En éstas estaban cuando los pasos del mayordomo precediendo al ilustre visitante sonaron sobre el maderamen del pasillo. El hombre se asomó a la puerta y apenas había comenzado a anunciar al recién llegado cuando éste lo apartó a un lado y se introdujo en el salón.

Los tres hombres se pusieron, al unísono, en pie.

El rostro de Pedro Ramón no auguraba una sesión plácida.

El de Sant Jaume intentó iniciar un saludo.

—Sed bienvenido a esta vuestra casa…

El heredero, sin responder a la cortesía, ocupó el sitial preferente e indicó con el gesto que ocuparan sus asientos.

—Dejaos de homenajes, Marçal, hemos de tratar muchos asuntos y no nos sobra tiempo.

Los tres volvieron a ocupar su lugar y el anfitrión comenzó la sesión.

—Como veréis, he obedecido en el acto vuestra indicación, señor.

—Es claro, Marçal, no soy ciego.

El anfitrión y Simó cruzaron una rápida mirada; ambos se dieron cuenta a la vez de que Pedro Ramón venía en un son inquietante. Por el contrario Mainar estaba tranquilo. Como aquel que sabe a qué ha venido y lo que pretende.

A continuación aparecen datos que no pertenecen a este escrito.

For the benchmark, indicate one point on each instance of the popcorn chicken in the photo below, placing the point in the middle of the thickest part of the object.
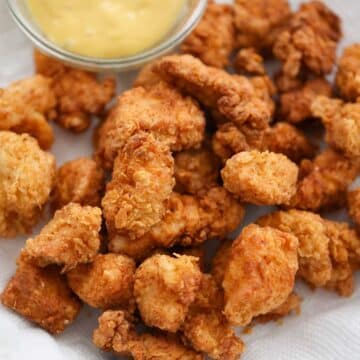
(189, 221)
(260, 178)
(105, 283)
(258, 22)
(164, 289)
(70, 238)
(323, 182)
(348, 74)
(212, 41)
(23, 193)
(342, 123)
(173, 119)
(141, 185)
(295, 105)
(79, 94)
(26, 106)
(80, 181)
(310, 40)
(42, 296)
(261, 273)
(116, 333)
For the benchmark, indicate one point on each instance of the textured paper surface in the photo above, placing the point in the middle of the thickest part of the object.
(327, 329)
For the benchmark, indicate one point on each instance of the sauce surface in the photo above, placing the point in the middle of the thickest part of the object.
(106, 28)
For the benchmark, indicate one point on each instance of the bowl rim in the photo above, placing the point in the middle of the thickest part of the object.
(102, 64)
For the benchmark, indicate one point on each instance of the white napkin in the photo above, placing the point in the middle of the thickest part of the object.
(328, 327)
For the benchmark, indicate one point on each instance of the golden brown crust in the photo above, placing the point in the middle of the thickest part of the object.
(41, 296)
(23, 193)
(212, 41)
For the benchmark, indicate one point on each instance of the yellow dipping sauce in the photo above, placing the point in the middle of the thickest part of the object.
(106, 28)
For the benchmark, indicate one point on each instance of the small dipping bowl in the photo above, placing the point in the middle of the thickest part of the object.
(188, 19)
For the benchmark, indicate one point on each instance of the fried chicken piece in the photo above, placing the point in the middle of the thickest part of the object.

—Comencemos desde el principio. Dime, Simó, ¿cómo va tu cometido de comenzar a soliviantar a las gentes en ferias y mercados y recaudar dineros para mis fines?

El gordo subastador empezó a sudar visiblemente azorado.

—Señor, no es tarea fácil. Ya sabéis que la gente es reacia a soltar los cordones de la bolsa y…

—¡Imbécil! No es una lección sobre el comportamiento del vulgo lo que te demando sino una puntual explicación de cómo están las cosas.

Simó comenzó a aventarse ampulosamente con su pequeño abanico de plumas y su papada empezó a temblar cual la del pavo al que persigue el matarife cuchillo en mano.

—Señor —medió el de Sant Jaume, apiadándose por una vez del pobre Simó—, los comerciantes de cierto nivel y todos aquellos a los que les van bien las cosas tal como están y no quieren altibajos en el condado, recordando los tiempos turbulentos de vuestra bisabuela Ermesenda, están con vos y las aportaciones van cayendo; pero, si he de deciros la verdad, aunque nadie se pronuncia ostensiblemente, se puede palpar en el ambiente que el pueblo llano ama profundamente a Cap d'Estopes y que no vería con excesivo desagrado un cambio en la sucesión.